Increase College Coaches' Penalties for Cheating



What is one thing you would do to fix college sports?

How to Fix College Sports Ah, would that there were one single reform that would put intercollegiate athletics on a proper course. It won't fully right the ship, but here's one idea that might help.

The NCAA system as it stands imposes a severe market restraint. The fact that athletes cannot be remunerated beyond tuition, room, board and fees, but that they sometimes produce a value in the hundreds of thousands, if not millions, of dollars, provides a direct and strong inducement to athletic directors, coaches and their staffs to cheat. At the same time, it impels large numbers of athletes to violate the panoply of arbitrary amateurism strictures from on high.

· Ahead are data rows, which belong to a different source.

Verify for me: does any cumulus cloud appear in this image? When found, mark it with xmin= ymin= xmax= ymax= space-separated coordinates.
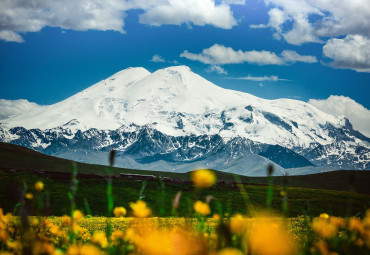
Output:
xmin=150 ymin=54 xmax=166 ymax=63
xmin=180 ymin=44 xmax=317 ymax=65
xmin=139 ymin=0 xmax=237 ymax=29
xmin=228 ymin=75 xmax=289 ymax=82
xmin=206 ymin=65 xmax=227 ymax=74
xmin=281 ymin=50 xmax=317 ymax=63
xmin=0 ymin=0 xmax=237 ymax=42
xmin=323 ymin=35 xmax=370 ymax=72
xmin=251 ymin=0 xmax=370 ymax=45
xmin=308 ymin=96 xmax=370 ymax=137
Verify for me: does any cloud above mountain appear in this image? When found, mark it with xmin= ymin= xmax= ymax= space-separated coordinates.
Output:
xmin=0 ymin=0 xmax=237 ymax=42
xmin=251 ymin=0 xmax=370 ymax=45
xmin=180 ymin=44 xmax=317 ymax=65
xmin=308 ymin=95 xmax=370 ymax=137
xmin=323 ymin=35 xmax=370 ymax=72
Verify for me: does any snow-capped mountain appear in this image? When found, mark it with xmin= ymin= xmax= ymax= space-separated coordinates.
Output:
xmin=0 ymin=66 xmax=370 ymax=175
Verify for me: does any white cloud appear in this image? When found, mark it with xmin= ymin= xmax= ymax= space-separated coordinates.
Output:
xmin=308 ymin=96 xmax=370 ymax=137
xmin=206 ymin=65 xmax=227 ymax=74
xmin=323 ymin=35 xmax=370 ymax=72
xmin=250 ymin=0 xmax=370 ymax=45
xmin=0 ymin=30 xmax=24 ymax=42
xmin=180 ymin=44 xmax=283 ymax=65
xmin=150 ymin=54 xmax=166 ymax=63
xmin=0 ymin=0 xmax=237 ymax=42
xmin=180 ymin=44 xmax=317 ymax=65
xmin=281 ymin=50 xmax=317 ymax=63
xmin=228 ymin=75 xmax=289 ymax=82
xmin=139 ymin=0 xmax=237 ymax=29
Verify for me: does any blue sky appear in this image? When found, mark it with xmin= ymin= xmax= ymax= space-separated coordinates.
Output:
xmin=0 ymin=0 xmax=370 ymax=109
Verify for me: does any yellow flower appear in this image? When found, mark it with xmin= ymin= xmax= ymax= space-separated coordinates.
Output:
xmin=67 ymin=244 xmax=102 ymax=255
xmin=130 ymin=200 xmax=152 ymax=218
xmin=247 ymin=218 xmax=296 ymax=255
xmin=212 ymin=213 xmax=221 ymax=221
xmin=329 ymin=216 xmax=346 ymax=228
xmin=62 ymin=215 xmax=72 ymax=226
xmin=134 ymin=227 xmax=208 ymax=255
xmin=320 ymin=213 xmax=329 ymax=220
xmin=111 ymin=229 xmax=125 ymax=241
xmin=92 ymin=231 xmax=108 ymax=248
xmin=230 ymin=214 xmax=247 ymax=234
xmin=348 ymin=218 xmax=365 ymax=233
xmin=193 ymin=200 xmax=211 ymax=216
xmin=312 ymin=217 xmax=338 ymax=238
xmin=35 ymin=181 xmax=44 ymax=191
xmin=24 ymin=192 xmax=33 ymax=200
xmin=73 ymin=210 xmax=84 ymax=221
xmin=191 ymin=169 xmax=217 ymax=188
xmin=113 ymin=207 xmax=126 ymax=217
xmin=217 ymin=248 xmax=243 ymax=255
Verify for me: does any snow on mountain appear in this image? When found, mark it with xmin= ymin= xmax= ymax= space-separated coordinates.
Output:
xmin=5 ymin=66 xmax=345 ymax=148
xmin=0 ymin=66 xmax=370 ymax=175
xmin=0 ymin=99 xmax=42 ymax=120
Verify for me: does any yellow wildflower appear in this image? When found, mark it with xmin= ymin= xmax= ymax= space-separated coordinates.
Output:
xmin=320 ymin=213 xmax=329 ymax=220
xmin=24 ymin=192 xmax=33 ymax=200
xmin=312 ymin=217 xmax=338 ymax=238
xmin=212 ymin=213 xmax=221 ymax=221
xmin=111 ymin=229 xmax=125 ymax=242
xmin=130 ymin=200 xmax=152 ymax=218
xmin=217 ymin=248 xmax=243 ymax=255
xmin=247 ymin=218 xmax=296 ymax=255
xmin=134 ymin=228 xmax=208 ymax=255
xmin=348 ymin=218 xmax=365 ymax=233
xmin=35 ymin=181 xmax=44 ymax=191
xmin=73 ymin=210 xmax=84 ymax=221
xmin=193 ymin=200 xmax=211 ymax=216
xmin=191 ymin=169 xmax=217 ymax=188
xmin=230 ymin=214 xmax=247 ymax=234
xmin=67 ymin=244 xmax=102 ymax=255
xmin=113 ymin=207 xmax=126 ymax=217
xmin=92 ymin=231 xmax=108 ymax=248
xmin=62 ymin=215 xmax=72 ymax=226
xmin=329 ymin=216 xmax=346 ymax=228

One way to break into this unvirtuous cycle is to make the coaches' penalty for cheating greater than the potential benefit from winning. The NCAA has been reluctant to impose death penalty sanctions on schools (e.g., no postseason play for next year), because this would penalize the school's athletes, not the officials who transgressed.

It is not uncommon for head coaches' these days to carry compensation packages worth $3 to $5 million annually, or more. They get paid the value their "amateur" athletes produce. Why not institute a structure of fines going from $1 to $5 million, depending on the severity of the infraction, that would be paid directly by the head coach?

This idea, along with many others, would push behavior in the right direction. The reason it has not been implemented, and will not be, however, is that the NCAA functions essentially as a trade association of ADs, coaches and conference commissioners. The NCAA will not legislate against itself. Any meaningful reform will require the ACE (national association of college presidents), the AGB (national association of college governing boards) or the U.S. Congress to promote and enforce. Don't count on the U.S. Congress.